In the footnotes, Assange has a warning for those who concentrate on government, rather than corporate, surveillance.
"There is an uncomfortable willingness among privacy campaigners to discriminate against mass surveillance conducted by the state to the exclusion of similar surveillance conducted for profit by large corporations," he writes.
"At the individual level, many of even the most committed privacy campaigners have an unacknowledged addiction to easy-to-use, privacy-destroying amenities like Gmail, Facebook, and Apple products. As a result, privacy campaigners frequently overlook corporate surveillance abuses. When they do address the abuses of companies like Google, campaigners tend to appeal to the logic of the market, urging companies to make small concessions to user privacy in order to repair their approval ratings.

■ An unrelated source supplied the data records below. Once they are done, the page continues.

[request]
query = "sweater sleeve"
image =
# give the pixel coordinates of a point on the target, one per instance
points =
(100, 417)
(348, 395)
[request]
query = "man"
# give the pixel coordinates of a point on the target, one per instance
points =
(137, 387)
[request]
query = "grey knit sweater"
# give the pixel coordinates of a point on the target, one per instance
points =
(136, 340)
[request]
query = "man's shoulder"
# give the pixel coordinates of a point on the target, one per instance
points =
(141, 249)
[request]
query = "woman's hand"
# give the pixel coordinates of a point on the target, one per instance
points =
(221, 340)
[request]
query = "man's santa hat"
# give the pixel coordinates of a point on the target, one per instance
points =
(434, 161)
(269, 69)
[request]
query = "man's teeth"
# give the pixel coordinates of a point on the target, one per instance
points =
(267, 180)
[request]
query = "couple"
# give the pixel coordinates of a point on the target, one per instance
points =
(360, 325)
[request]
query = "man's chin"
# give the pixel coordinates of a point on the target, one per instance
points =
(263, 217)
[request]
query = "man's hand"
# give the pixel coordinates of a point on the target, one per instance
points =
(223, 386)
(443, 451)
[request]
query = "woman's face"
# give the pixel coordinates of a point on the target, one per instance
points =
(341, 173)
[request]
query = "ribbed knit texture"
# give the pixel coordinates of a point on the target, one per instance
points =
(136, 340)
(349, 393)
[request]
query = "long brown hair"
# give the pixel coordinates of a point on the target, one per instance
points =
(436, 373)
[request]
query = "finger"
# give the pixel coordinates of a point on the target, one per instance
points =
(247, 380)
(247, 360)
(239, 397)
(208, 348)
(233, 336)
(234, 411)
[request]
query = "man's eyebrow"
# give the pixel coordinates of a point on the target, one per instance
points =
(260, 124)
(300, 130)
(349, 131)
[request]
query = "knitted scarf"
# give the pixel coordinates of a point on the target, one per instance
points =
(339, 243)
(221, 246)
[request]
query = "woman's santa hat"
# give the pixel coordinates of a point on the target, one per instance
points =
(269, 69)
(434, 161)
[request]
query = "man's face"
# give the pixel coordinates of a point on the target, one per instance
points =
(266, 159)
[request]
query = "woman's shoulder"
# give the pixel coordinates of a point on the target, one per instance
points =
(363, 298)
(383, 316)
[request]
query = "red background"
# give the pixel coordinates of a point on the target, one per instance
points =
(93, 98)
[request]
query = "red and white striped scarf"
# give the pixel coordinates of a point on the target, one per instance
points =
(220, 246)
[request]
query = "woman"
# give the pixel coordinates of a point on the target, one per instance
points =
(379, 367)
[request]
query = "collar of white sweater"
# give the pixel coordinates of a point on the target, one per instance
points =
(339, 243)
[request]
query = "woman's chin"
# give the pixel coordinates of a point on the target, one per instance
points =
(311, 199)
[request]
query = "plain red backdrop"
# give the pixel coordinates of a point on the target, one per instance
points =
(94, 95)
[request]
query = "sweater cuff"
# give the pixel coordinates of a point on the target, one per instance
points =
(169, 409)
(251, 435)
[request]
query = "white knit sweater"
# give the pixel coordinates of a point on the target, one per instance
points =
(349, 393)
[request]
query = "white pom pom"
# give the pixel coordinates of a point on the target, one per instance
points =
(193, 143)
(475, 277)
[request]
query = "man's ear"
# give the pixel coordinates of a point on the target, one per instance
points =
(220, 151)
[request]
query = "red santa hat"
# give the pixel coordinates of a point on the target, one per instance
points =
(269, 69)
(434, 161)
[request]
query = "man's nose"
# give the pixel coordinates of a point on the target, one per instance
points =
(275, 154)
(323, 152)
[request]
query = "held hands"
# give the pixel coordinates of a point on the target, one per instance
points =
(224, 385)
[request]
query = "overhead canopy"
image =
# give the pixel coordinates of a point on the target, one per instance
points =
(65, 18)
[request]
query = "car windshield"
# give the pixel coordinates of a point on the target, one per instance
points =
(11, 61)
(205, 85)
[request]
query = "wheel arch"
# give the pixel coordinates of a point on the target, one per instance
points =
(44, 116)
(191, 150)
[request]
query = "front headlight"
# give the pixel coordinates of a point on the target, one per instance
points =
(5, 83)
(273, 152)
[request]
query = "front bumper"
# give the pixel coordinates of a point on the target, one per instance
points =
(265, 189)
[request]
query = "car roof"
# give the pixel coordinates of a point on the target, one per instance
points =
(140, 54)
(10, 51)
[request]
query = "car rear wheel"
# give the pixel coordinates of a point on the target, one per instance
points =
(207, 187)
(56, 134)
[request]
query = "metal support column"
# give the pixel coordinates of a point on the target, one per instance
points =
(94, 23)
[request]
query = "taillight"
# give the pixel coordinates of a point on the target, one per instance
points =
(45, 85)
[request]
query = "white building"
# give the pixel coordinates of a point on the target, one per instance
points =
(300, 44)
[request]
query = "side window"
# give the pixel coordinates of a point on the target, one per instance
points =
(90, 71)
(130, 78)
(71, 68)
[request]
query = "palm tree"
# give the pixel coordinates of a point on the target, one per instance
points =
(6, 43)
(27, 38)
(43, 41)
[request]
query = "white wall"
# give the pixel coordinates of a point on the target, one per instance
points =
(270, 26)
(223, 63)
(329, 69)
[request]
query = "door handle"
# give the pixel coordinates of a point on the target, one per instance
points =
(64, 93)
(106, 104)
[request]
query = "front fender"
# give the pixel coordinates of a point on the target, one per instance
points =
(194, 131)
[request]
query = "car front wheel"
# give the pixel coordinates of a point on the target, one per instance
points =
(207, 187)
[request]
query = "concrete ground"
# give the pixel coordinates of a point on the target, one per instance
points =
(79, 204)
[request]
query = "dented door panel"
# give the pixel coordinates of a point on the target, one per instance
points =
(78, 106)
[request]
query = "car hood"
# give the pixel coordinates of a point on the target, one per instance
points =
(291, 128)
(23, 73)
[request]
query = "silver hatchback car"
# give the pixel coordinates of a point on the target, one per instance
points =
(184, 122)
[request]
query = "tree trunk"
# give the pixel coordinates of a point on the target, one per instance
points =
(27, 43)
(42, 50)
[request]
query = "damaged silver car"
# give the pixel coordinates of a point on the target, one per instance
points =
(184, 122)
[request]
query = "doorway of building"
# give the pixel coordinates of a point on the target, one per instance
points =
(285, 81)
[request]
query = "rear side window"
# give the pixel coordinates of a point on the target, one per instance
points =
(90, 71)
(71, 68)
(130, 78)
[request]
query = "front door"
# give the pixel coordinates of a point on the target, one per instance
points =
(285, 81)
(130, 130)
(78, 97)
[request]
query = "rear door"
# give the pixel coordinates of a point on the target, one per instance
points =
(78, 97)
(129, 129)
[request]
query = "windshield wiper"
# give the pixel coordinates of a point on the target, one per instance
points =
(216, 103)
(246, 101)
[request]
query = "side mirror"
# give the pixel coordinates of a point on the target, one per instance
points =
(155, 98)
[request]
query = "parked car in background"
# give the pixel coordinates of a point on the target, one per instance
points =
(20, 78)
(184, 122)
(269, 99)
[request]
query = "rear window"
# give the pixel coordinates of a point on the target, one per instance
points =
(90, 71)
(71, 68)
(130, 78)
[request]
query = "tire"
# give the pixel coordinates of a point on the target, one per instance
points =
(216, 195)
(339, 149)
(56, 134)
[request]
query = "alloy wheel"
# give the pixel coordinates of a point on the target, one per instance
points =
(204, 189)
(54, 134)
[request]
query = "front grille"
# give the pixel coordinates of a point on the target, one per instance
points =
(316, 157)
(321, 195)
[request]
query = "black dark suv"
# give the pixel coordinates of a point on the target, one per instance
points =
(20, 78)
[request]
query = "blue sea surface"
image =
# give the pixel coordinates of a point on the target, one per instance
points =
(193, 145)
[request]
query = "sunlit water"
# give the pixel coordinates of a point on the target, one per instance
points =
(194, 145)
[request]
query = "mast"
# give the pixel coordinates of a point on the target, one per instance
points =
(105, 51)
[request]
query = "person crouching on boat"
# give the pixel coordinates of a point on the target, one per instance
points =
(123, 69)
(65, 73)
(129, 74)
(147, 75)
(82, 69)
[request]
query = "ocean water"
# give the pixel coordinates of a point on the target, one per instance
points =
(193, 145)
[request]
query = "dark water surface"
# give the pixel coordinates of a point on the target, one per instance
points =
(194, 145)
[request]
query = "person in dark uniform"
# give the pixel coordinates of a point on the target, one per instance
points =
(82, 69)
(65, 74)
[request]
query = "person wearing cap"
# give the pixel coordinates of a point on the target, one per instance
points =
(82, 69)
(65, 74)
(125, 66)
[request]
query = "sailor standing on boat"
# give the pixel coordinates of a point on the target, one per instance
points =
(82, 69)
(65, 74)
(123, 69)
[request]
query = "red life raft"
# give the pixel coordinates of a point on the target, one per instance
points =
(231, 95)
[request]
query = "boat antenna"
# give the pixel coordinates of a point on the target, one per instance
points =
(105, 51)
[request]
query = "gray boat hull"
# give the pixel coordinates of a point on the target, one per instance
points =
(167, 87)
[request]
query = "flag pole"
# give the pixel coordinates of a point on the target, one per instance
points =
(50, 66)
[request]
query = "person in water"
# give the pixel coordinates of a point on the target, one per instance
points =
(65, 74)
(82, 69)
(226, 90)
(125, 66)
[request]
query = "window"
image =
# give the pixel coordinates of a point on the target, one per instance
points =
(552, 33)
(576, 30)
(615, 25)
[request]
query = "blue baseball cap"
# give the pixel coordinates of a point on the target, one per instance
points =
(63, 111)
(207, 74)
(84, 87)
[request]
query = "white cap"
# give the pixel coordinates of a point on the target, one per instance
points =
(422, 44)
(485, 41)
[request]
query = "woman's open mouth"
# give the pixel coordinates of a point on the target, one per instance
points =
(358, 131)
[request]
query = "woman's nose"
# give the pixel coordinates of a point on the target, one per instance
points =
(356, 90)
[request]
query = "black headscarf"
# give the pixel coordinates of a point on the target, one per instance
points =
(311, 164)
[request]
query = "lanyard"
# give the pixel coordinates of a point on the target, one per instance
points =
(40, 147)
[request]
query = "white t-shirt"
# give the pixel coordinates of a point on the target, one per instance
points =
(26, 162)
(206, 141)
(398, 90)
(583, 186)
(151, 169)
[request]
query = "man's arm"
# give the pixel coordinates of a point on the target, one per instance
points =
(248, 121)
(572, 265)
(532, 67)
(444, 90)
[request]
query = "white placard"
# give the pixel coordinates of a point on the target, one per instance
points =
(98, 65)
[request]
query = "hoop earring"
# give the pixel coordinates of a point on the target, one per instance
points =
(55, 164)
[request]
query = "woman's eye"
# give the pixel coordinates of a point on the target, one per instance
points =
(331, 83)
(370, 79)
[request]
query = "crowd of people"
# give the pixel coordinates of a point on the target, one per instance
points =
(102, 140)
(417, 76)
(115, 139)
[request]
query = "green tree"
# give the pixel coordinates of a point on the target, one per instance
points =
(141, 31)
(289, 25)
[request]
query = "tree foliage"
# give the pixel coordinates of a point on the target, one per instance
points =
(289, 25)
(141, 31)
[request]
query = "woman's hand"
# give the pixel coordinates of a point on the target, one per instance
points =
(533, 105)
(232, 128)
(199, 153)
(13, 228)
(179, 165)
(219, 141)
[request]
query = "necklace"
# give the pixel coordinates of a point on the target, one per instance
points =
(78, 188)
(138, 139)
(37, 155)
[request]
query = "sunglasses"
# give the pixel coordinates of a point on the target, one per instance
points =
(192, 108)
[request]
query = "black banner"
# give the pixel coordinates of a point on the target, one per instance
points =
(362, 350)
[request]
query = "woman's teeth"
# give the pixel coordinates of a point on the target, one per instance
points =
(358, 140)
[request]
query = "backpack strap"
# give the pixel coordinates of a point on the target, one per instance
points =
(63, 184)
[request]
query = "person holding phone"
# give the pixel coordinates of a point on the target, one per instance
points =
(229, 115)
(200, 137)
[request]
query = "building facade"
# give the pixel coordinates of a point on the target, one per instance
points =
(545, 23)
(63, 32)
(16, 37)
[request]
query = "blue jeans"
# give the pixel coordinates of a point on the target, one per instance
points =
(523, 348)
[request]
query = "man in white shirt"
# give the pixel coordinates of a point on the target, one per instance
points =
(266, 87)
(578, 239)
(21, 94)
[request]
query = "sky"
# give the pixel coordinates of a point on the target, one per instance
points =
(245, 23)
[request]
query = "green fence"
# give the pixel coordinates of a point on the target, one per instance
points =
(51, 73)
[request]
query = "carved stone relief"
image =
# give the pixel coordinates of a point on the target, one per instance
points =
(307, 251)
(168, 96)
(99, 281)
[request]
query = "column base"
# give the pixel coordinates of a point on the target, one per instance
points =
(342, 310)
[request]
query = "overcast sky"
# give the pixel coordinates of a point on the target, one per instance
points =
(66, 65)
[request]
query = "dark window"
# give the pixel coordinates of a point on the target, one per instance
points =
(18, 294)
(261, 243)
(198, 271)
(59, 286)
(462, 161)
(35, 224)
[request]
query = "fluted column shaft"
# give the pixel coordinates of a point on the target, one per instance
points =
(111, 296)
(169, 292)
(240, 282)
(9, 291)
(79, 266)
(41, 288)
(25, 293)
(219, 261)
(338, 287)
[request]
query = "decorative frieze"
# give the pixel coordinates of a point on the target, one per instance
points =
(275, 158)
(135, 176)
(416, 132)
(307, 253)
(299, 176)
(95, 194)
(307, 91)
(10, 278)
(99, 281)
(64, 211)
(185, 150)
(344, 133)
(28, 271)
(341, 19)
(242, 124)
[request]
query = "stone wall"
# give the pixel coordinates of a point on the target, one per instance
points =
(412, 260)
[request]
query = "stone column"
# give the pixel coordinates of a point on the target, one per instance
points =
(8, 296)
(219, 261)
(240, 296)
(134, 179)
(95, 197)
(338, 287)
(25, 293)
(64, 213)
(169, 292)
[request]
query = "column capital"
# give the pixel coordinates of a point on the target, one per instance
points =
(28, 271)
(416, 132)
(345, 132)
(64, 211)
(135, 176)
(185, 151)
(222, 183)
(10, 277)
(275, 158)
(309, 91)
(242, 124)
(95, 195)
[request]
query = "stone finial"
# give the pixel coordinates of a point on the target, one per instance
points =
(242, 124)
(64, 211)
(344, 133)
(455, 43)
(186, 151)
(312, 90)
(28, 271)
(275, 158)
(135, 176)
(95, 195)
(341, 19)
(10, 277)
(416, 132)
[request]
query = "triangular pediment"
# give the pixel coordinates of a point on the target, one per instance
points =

"There is the false assumption that market forces ensure that Silicon Valley is a natural government antagonist, and that it wants to be on the public’s side — that profit-driven multinational corporations partake more of the spirit of democracy than government agencies. Many privacy advocates justify a predominant focus on abuses by the state on the basis that the state enjoys a monopoly on coercive force... This view downplays the fact that powerful corporations are part of the nexus of power around the state, and that they enjoy the ability to deploy its coercive power, just as the state often exerts its influence through the agency of powerful corporations. The movement to abolish privacy is twin-horned. Privacy advocates who focus exclusively on one of those horns will find themselves gored on the other."
When Schmidt's book featuring his interview with Assange, called The New Digital Age, was eventually published last year, it "was not a serious attempt at future history", writes Assange. "It was a love song from Google to official Washington."
The book misquoted Assange, twisted his words and misrepresented his arguments. In doing so, it also warned its readers that “greater transparency in all things” is “a dangerous model”.
Clearly, it is an ethic Schmidt lives by.